Evidently, the shop owner is a real nice lady. In addition, I was told that she is an elder in her clan. On an emotional level, I immediately felt terrible for devastating a nice person and clan elder. She couldn't even approach me herself, but two of her friends jumped to her defense.

I wondered if I had made a mistake.

So I looked into it and found some interesting facts:
  1. She is not Native American, but she was adopted by a group called the 'Broken Arrow Clan,' and she now serves as 'Council Elder.' This is a Rainbow Tribe, which is a group of people who have no connections to Native communities, yet pretend to be Native American. They make up a name for their tribe, and they act out and perpetuate stereotypes of Native people. I love Rainbow Tribes (or whatever), but she uses this affiliation to position herself as a person of authority, and her friends are using this faux 'Elder' status as a mechanism to try to silence me.
  2. She tells Native American oral tradition stories like they're hers to tell (she has recently told an Ojibwe story during some online story hour – which I personally find offensive since I am Chippewa).
  3. She sells items with the tag 'Native' to make money for herself, and she states that she "will ceremonially cleanse" your purchases before shipping them.
  4. In the description of one of her pieces, she writes, "I asked one of the Elders from my Clan why our People of the First Nation wore Chokers..." and then she took the information from this site. Just to reiterate, her clan is the 'Broken Arrow Clan,' which is not connected to any First Nation.
  5. She has a picture of herself on Etsy wearing 'buck skin regalia' that she made for herself a couple years ago.
She's a classic Indian hobbyest. She plays Indian. She thinks she has the right to profit off of Native cultures, and she thinks she has a right to (mis)represent our cultures, and her feelings got hurt when I called her on it.
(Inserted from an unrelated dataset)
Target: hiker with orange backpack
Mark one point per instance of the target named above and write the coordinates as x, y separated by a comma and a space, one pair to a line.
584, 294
(If you're confused as to why I'm bothered by this, go over to Native Appropriations blog where these topics are covered over and over again. Also, before you jump the gun and say something like "She's just showing appreciation for that culture," please read the Cultural Appropriation Bingo card.)

So, no, I will not apologize and I will not retract my statements. In fact, I think she owes the Lakota and Ojibwe People a couple of apologies for her actions and her attempted theft and hi-jacking of our cultures.

Note:  Pimp post title, "Your Elder's Name is Google," by Nicholas Galanin © 2012.